I don’t think I’ve thought about what it might be like to be an animal for decades – probably since I was a little kid. Well, maybe I do a little imagining now and then. Swooping down a long hill on my bike, I might wonder if I feel anything like how a hawk might feel as it dives out on the clouds onto a hapless rabbit. 

That imagining pales next to the deep and deeply weird imaginings and the even weirder doings that British writer Charles Foster describes in his book, Being a Beast. Concerned – obsessed – with the experience of being an animal, Foster states on the first page of the book, “I want to know what it is like to be a wild thing.” He not only tries to think about what it must be like to be a badger or a fox or a swift, but even tries to be a badger and a fox and a swift, going so far as to eat earthworms like a badger, to skulk through urban streets like a fox, and to – well, he can’t be much like a swift, which spends weeks aloft migrating between Europe and Africa. Mindbendingly bizarre, these experiences are also – thanks to Foster’s human command of language – entertaining examinations of the biology and psychology of being a beast (all of which include scores of engrossing facts about the natural world) and a set of cases in which Foster tries to be those different beasts. 

Charles Foster, Being a BeastIt’s safe to say, I think, that very few people – at least in the industrialized West, where we have so safely and brutally segregated our lives from nature – are willing to go to Fosterian lengths in imagining an animal’s existence. Hunters, as he shows in the red stag chapter, might come closest, trying to duplicate aspects of wolf-ness. I like certain kinds of extreme fun in nature, but I don’t think I’d sleep in a cave in a riverbank like Badger Foster, belly-surf down a river like Otter Foster, run through the fields like Stag Foster, or eat trash scavenged from a garbage bin like Fox Foster. 
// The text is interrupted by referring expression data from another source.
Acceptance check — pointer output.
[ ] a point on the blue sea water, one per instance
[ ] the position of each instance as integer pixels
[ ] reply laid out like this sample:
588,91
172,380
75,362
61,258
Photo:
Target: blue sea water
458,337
Maybe because most of us aren’t willing to go one-twentieth as far toward animal-ness as Foster, Being a Beast serves as an extended essay on a wild kind of human eccentricity and a moving consideration of a human kind of longing for the wild. For many of us, segregated in our cars and houses, this longing is imagining the freedom that we think is at the core of animal experiences. Animals experience more than freedom, of course: hunger, exhaustion, terror, as well as satiety, restedness, calm – and maybe even a sense of happiness in doing the things that make them what they are. Foster writes:

I can’t always be in the wild. Sometimes I have to be in places that smell of fear, fumes, and ambition. When I’m there, it helps very much to know that badgers are asleep inside a Welsh hill, than an otter is turning over stones in one of the Rockford pools, that a fox is blinking in the same sun that makes me sweat in my tweed coat, that a red stag is cudding among ghost trees by a stone circle near Hoar Oak, and that there’s a swift, hatched above my Oxford study, hunting, almost beyond human sight, in the high hot blue over the Congo River. That these things should be a comfort is strange. They should taunt. They should say, “You’re not there. Ha, ha, ha.”
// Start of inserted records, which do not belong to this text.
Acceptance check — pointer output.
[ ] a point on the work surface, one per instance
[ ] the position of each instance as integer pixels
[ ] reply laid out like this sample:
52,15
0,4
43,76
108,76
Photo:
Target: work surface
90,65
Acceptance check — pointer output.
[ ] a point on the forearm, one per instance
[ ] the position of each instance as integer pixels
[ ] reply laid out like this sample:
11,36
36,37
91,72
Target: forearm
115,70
This knowledge that animals are leading their unknowable lives while we lead ours is a comfort to me too. I find my own mind wandering, when I’m tired or stressed but also when I’m satisfied or calm, to visions – experienced directly, stolen from photos and films, and fully imagined – of bison, my favorite unknowable animals, out there in America, doing bison things. It’s a relief and a pleasure to know they’re there while I’m here. That there are wild beasts that I’ll never become.